Kulluk, her ne olursa olsun, yalnızca Allah’a yönelmeyi ve her türlü inançsızlığa karşı durmayı gerektirir. Dua, insan kalbinde inşa edilen bir köprüdür ve bu köprüyü her an kullanmak, imanın artmasına vesile olur. Her türlü olumsuzluğa rağmen, Rabbe tevekkül etmek ve kalpten gelen bir samimiyetle dua etmek, kimsesiz kalmamanın bir yoludur. İslam, her zaman ruhun huzurunu bulması için bu yolları açmaktadır.

Sonuç: İnkarın Ötesinde Neden Doğru Yol Seçilmelidir?

Hicr Suresi 15. ayeti, insanlara sadece uyarı değil, aynı zamanda bir müjdedir. İnkarın ve cahilliğin ötesinde, insanın kendisini bulabilmesi için Allah’a dönmesi gerektiğini belirtmektedir. Bütün yaratılanların en üstünü olan insanın, en düşük duruma düşmemesi için, doğruluk ve teslimiyet çizgisinde yürümesi gerekir. Ayetteki mesaj, gözlerin kapalı olduğu bir dönemde bile, aklın hakka yönelmesi ve kalbin gerçeği araması için çalışmasıdır.
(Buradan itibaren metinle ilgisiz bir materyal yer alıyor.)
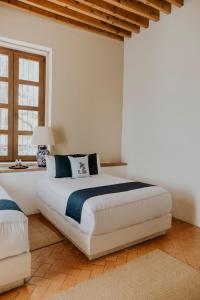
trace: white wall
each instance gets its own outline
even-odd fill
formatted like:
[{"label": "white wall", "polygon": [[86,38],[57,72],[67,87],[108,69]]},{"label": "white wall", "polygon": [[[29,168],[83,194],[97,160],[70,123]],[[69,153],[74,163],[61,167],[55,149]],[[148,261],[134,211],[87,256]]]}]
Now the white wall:
[{"label": "white wall", "polygon": [[128,176],[162,184],[173,214],[200,226],[200,1],[126,40],[124,55]]},{"label": "white wall", "polygon": [[123,43],[1,4],[0,36],[53,50],[55,152],[120,160]]}]

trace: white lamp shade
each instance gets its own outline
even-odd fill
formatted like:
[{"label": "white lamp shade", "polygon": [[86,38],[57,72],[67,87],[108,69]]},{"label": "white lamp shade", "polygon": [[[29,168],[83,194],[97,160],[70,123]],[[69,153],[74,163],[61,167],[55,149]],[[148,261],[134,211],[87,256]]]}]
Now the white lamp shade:
[{"label": "white lamp shade", "polygon": [[32,145],[55,145],[54,135],[51,127],[36,127],[33,131]]}]

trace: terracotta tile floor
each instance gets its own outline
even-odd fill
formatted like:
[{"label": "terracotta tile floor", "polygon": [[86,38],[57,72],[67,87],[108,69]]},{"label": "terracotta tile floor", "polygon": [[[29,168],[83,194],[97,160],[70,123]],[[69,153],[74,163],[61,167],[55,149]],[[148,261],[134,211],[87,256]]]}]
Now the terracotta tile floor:
[{"label": "terracotta tile floor", "polygon": [[88,261],[69,241],[32,252],[32,277],[26,286],[0,296],[0,300],[48,299],[61,290],[110,271],[153,249],[161,249],[200,269],[200,228],[174,220],[166,236]]}]

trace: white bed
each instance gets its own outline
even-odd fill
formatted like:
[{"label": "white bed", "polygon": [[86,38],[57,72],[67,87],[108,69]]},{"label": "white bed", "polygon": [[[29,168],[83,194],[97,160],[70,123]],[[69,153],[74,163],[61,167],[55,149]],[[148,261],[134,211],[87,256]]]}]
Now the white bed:
[{"label": "white bed", "polygon": [[[0,199],[12,200],[0,186]],[[20,211],[0,210],[0,293],[20,286],[31,274],[28,219]]]},{"label": "white bed", "polygon": [[171,227],[171,196],[158,186],[90,198],[84,203],[80,224],[65,216],[72,192],[124,182],[128,180],[104,173],[45,178],[38,185],[39,209],[89,259],[164,234]]}]

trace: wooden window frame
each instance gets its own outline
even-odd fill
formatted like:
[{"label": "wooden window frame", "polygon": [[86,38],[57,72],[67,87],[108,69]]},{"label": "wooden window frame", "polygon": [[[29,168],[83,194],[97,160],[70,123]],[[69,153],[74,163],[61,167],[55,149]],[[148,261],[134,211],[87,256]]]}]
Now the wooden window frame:
[{"label": "wooden window frame", "polygon": [[[15,161],[34,161],[36,156],[18,155],[18,136],[32,135],[32,131],[18,130],[18,111],[30,110],[38,111],[38,125],[45,125],[45,68],[46,58],[38,54],[32,54],[24,51],[11,50],[0,47],[0,54],[6,54],[9,57],[9,74],[8,77],[0,77],[0,81],[6,81],[8,87],[8,104],[0,104],[0,108],[8,108],[8,130],[0,130],[0,134],[8,134],[8,156],[0,156],[0,162]],[[19,79],[19,59],[28,59],[39,62],[39,82]],[[25,106],[18,104],[19,84],[39,87],[38,107]]]},{"label": "wooden window frame", "polygon": [[0,103],[0,108],[8,109],[8,130],[1,130],[0,134],[8,135],[8,155],[0,156],[0,161],[11,161],[13,149],[13,115],[14,115],[14,105],[13,105],[13,95],[14,95],[14,85],[13,85],[13,52],[12,50],[0,47],[0,54],[5,54],[8,56],[8,77],[1,77],[1,82],[8,83],[8,104]]}]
Unutulmamalıdır ki, imanın sağlamlaştırdığı bir zihin, unutulmamak adına sürekli irade beyan eden ve ibadetle dolu bir yaşam sürdürenlerden olur. Hicr suresi, bu düşünceleri pekiştirirken, iman eden ruhlara ilham sunar. Allah, her zaman inananların yanında, kalplerini aydınlatan yegâne ışık olacaktır.

Sonuç olarak, Hicr Suresi’nin 15. ayeti, sadece bir eleştiri değil aynı zamanda bir mücadele çağrısıdır. Her bir mümin, bu çağrıyı duyarak kendisine bir yol çizebilir ve Allah’a daha da yakınlaşabilir. Böyle bir bakış açısıyla hayatı değerlendirmek, her dönemde insana ilahi rehberliğin kapılarını aralayacaktır.